On the eve of the second elections since the death of Generalissimo Francisco Franco in 1975, the political center seems to be the most crowded place in Spain.

Even the Spanish Communists have been trying to crowd their way into the center in an electoral campaign notable for its stress on glamor and gimmicry rather than issues.

It has been the kind of campaign for which Europeans traditionally mock Americans as proof that there are no real ideological differences in the United States.

One of the few meaningful slogans here was produced by an extreme leftist party unlikely to win any parliamentary seats: "Vote for the left that does not compromise with the right."

Even the traditional Spansih political violence outside theterrorism-wracked Basque country has been confined largely to the extreme left and the extreme right fighting each other. The bloody results only increase the general attractiveness of the center.

This is a perhaps inveitable byproduct of Premier Asolfo Suarez's effort to associate as many groups as possible in the consensus that has dominated the country during the two years that it took to write a generally acceptable text for a democratic constitution.

In the first election under that constitution, however, the issue, basically undebated, has been what kind of political system Spain will have in practical terms -- a two-party system, a multiparty system with revolving coalitions or continuation of the consensus politics that has led elsewhere in Euripe to extra-parliamentary extremism or the enhancement of the Communist party.

Premier Suarez, exasperated by his inability to chase his opponents from the center into which he invited them, complained in his final televised appeal last night about Socialist attempts to run away with the moderate image.

"We do not believe in the centrist moderation which (The Socialist Party) has tried to project," said Suarez.
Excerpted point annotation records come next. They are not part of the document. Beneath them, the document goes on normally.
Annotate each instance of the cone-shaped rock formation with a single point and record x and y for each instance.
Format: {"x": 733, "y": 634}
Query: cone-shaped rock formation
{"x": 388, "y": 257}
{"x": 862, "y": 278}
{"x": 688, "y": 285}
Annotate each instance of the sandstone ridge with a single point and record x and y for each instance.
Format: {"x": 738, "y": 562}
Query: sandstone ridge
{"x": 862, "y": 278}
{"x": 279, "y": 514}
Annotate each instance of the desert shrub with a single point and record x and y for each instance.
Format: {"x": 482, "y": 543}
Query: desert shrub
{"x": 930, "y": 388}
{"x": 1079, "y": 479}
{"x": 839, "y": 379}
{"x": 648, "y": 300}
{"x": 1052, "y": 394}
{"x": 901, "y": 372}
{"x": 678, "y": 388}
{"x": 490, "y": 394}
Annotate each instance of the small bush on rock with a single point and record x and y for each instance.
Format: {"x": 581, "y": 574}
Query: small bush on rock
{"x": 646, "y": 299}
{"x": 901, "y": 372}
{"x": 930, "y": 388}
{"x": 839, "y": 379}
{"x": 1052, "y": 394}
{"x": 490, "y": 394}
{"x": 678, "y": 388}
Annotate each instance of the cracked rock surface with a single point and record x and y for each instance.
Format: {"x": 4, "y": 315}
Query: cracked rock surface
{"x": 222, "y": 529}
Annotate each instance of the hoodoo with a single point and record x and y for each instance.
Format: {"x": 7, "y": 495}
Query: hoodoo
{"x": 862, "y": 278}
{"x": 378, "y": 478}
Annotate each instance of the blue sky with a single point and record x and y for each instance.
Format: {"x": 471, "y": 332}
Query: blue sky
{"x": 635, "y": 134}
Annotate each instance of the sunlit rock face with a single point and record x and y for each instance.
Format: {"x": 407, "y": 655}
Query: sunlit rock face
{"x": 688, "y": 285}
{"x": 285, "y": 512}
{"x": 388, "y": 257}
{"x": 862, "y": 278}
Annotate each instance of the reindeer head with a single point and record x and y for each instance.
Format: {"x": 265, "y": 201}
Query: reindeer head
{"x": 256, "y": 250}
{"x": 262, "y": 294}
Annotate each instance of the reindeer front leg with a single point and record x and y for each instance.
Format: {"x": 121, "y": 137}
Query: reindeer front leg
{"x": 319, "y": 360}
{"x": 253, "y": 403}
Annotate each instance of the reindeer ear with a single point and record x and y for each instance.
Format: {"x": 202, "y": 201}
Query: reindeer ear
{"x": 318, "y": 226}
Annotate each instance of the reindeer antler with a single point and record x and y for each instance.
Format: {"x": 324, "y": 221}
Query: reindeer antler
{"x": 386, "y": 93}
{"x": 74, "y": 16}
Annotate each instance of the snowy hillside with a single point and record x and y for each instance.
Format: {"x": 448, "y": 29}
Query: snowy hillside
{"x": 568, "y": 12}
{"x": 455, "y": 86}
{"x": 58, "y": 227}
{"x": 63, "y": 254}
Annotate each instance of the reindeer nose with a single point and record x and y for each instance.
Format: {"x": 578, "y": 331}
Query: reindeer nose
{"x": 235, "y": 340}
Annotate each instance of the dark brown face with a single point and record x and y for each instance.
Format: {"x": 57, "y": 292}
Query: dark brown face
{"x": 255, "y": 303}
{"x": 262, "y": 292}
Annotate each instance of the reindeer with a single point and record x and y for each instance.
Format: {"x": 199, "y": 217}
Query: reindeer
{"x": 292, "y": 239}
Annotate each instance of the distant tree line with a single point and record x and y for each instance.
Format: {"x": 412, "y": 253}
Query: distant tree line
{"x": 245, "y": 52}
He accused the party of muting its advocacy of abortion and economic collectivesm and its opposition to church schools.

A photo montage showed Suarez with Cuba's Fidel Castro then a fade-in to Suarez with President Carter.

Socialist leader Felipe Gonzalez preceded Suarez on TV, saying his party is ready for governmental reponsibility, favors firmness against terrorism and seeks the support of the armed forces. "The Spanish people are not communist," he said in a dart aimed leftward. Suarez's refused a televised debate.

Parties have spent millions to say nothing much, littering the streets of Madrid with thousands of slick-paper leaflets dropped from planes with little more than the party names and symbols as a message.

The most widely dispayed posters have been those of the 45-year-old Suarez, showing his gleaming teeth in a smile, and the 36-year-old Gonzalez, showing that his boyish shock of hair is beginning to show traces of gray.

Aside from the question of how the central government can deal with the danger-laden demands for regional autonomy, the overriding issue is whether the electorate will produce a result that points Spain toward a vigorous two-party system or creates a situation in which the only effective way to govern is for the two main parties to do it together.

That course is already seen here as a likely outcome. Neither the Socialists nor Suarez' Center Democratic Union may get enough lower-house seats to govern by itself, yet the smaller parties -- except for the Communists -- are being so weakened that they may not be able to provide the margin of parliamentary control.

In the last election for the 350 seat lower house in 1977, the Center Democrats won 165, the Socialists 118, Communists 20, Conservatives 16 and the rest scattered.